Drawing colored points is requires only a single call:
glDrawArrays(GL_POINTS, 0, mesh_width * mesh_height);
The most straightforward way to draw lines was utilized by looping over the rows of the mesh:
case GL_LINE_STRIP:
for(int i=0 ; i < mesh_width*mesh_height; i+= mesh_width)

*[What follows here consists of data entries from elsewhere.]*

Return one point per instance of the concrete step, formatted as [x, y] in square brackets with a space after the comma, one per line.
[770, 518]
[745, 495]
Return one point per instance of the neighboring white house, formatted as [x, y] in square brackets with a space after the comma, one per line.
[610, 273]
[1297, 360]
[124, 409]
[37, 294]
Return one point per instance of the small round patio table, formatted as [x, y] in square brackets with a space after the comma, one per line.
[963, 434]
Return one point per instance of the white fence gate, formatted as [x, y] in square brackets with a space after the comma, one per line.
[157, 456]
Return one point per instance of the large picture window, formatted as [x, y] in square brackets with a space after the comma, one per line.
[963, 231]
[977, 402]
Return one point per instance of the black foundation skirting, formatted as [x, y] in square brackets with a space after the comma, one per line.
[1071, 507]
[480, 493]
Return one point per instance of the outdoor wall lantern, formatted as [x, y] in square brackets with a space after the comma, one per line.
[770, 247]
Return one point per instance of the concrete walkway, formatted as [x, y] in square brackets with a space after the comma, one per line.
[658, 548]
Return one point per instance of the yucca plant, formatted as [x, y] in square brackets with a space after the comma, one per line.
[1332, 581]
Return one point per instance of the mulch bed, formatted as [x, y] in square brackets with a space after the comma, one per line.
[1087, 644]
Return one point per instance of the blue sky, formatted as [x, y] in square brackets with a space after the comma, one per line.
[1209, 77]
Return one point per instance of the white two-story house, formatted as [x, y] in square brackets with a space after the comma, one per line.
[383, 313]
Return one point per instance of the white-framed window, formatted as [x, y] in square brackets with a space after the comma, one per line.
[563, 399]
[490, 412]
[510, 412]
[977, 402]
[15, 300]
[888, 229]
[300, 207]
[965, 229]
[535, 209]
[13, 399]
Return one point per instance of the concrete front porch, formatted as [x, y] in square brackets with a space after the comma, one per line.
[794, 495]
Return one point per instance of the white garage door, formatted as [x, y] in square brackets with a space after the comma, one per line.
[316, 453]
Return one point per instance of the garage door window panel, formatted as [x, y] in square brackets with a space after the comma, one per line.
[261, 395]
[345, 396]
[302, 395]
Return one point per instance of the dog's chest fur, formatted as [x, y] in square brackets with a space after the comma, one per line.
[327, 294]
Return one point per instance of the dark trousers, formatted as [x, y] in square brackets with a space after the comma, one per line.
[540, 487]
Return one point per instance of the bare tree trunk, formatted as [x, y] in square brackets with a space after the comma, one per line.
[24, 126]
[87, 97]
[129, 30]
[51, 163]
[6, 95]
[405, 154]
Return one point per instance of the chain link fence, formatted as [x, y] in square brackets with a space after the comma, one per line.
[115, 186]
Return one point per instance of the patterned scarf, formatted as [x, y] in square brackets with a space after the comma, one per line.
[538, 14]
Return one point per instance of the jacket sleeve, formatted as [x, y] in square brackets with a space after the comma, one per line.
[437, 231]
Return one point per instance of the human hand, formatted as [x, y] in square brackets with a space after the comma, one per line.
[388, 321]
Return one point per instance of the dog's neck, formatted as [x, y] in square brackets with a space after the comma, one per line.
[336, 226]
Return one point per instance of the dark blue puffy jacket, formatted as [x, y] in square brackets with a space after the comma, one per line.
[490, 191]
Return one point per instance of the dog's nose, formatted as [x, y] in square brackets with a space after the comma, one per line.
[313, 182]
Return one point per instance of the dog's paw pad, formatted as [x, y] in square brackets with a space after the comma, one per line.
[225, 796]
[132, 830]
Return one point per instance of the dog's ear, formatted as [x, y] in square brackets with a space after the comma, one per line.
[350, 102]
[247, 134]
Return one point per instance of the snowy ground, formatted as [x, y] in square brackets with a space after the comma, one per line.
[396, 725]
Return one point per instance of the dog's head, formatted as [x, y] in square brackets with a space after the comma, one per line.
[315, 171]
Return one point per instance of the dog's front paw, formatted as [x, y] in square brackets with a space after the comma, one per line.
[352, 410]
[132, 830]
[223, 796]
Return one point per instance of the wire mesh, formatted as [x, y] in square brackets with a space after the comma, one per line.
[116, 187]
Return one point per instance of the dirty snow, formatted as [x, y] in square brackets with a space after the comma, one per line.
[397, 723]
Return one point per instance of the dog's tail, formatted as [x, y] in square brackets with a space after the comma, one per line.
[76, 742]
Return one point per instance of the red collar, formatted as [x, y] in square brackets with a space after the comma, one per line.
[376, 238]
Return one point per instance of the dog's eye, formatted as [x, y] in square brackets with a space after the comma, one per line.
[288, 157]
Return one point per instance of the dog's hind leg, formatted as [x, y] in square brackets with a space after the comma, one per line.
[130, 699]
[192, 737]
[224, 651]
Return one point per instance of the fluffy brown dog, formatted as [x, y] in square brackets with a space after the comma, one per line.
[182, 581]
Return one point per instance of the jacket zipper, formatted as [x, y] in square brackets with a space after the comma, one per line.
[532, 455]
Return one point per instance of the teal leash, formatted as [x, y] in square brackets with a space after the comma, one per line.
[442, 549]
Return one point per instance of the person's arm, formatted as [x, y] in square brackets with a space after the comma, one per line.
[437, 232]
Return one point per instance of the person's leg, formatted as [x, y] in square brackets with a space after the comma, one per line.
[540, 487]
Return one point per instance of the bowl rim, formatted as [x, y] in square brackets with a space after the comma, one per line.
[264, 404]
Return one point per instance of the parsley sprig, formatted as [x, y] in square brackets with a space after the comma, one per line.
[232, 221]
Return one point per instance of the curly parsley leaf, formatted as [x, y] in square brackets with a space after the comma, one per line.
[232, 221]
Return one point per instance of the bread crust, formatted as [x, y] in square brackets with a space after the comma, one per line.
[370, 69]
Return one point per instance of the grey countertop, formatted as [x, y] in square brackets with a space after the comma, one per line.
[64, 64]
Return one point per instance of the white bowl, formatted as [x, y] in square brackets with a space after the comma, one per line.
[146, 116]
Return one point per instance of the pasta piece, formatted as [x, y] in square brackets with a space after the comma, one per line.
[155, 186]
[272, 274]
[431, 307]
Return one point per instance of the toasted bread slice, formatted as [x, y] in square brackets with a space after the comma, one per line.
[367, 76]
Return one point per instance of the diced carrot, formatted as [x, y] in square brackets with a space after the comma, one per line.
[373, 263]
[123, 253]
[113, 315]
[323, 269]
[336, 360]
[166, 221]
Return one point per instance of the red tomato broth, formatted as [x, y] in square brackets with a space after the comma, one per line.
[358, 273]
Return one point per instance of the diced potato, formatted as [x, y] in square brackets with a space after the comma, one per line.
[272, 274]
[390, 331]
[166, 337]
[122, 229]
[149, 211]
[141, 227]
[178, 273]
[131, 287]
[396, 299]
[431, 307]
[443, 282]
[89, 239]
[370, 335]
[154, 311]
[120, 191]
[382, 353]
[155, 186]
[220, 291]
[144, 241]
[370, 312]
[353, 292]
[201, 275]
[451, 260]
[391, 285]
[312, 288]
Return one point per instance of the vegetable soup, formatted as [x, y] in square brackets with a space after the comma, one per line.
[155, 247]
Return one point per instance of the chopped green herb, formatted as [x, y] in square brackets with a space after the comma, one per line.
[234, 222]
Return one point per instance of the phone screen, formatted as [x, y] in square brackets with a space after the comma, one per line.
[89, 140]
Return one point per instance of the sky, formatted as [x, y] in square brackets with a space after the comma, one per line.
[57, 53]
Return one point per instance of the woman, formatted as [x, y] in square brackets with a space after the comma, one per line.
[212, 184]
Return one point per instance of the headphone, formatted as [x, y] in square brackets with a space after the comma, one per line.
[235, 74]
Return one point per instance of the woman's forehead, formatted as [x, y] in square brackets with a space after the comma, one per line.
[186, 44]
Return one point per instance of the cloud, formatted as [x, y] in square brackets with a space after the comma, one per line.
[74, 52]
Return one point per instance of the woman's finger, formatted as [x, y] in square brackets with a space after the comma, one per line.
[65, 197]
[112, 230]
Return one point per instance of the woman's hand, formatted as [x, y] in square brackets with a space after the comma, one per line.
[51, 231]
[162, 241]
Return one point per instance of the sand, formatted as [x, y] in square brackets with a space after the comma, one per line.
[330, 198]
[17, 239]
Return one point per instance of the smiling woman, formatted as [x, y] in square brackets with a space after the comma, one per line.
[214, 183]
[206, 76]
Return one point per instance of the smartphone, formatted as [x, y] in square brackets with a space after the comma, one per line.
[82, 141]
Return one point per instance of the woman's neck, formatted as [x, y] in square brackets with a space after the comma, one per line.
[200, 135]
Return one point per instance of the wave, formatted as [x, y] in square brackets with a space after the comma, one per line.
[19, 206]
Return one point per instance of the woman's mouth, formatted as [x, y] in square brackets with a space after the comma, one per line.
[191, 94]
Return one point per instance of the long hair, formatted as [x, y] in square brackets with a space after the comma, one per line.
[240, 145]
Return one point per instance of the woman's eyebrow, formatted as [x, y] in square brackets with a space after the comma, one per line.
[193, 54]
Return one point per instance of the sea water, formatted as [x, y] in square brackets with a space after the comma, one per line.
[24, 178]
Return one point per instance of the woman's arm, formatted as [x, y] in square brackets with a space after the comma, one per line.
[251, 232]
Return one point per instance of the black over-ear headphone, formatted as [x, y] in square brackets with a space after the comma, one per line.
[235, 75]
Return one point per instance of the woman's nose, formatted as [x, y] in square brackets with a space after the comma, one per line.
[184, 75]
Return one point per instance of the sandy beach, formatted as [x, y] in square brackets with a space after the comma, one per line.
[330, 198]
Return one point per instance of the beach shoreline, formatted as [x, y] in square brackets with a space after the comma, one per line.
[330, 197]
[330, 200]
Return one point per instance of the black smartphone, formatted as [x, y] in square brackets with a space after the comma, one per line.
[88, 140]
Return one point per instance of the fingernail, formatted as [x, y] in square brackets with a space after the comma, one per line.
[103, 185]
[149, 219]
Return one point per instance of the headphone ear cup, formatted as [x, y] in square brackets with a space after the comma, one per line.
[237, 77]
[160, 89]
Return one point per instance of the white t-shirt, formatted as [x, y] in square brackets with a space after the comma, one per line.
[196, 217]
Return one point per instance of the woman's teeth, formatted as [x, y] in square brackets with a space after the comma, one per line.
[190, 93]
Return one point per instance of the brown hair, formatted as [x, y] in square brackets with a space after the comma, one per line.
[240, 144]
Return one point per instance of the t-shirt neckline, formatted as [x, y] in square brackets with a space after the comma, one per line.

glDrawArrays(GL_LINE_STRIP, i, mesh_width);
break;
As discussed earlier in this article, primitive restart was utilized to render colored surfaces. This example takes the unusual approach of declaring the pointer to the qIndices array as a static pointer within the case statement that only gets allocated and initialized once during the life of the program. This was purposely done to help the reader experiment with alternative drawing methods, index layout, and drawing modes by keeping the allocation, initialization, and usage local to the drawing mode. As a general rule, such use of a static variable should be avoided.
case GL_TRIANGLE_FAN: {
static GLuint* qIndices=NULL;
int size = 5*(mesh_height-1)*(mesh_width-1);
if(qIndices == NULL) { // allocate and assign trianglefan indicies
qIndices = (GLuint *) malloc(size*sizeof(GLint));
int index=0;
for(int i=1; i < mesh_height; i++) {
for(int j=1; j < mesh_width; j++) {
qIndices[index++] = (i)*mesh_width + j;
qIndices[index++] = (i)*mesh_width + j-1;
qIndices[index++] = (i-1)*mesh_width + j-1;
qIndices[index++] = (i-1)*mesh_width + j;
qIndices[index++] = RestartIndex;
}
}
}
glPrimitiveRestartIndexNV(RestartIndex);
glEnableClientState(GL_PRIMITIVE_RESTART_NV);
glDrawElements(GL_TRIANGLE_FAN, size, GL_UNSIGNED_INT, qIndices);
glDisableClientState(GL_PRIMITIVE_RESTART_NV);
} break;
Finally the OpenGL client state machine is informed that the vertex and color arrays are disabled and renderCuda returns.
glDisableClientState(GL_VERTEX_ARRAY); glDisableClientState(GL_COLOR_ARRAY);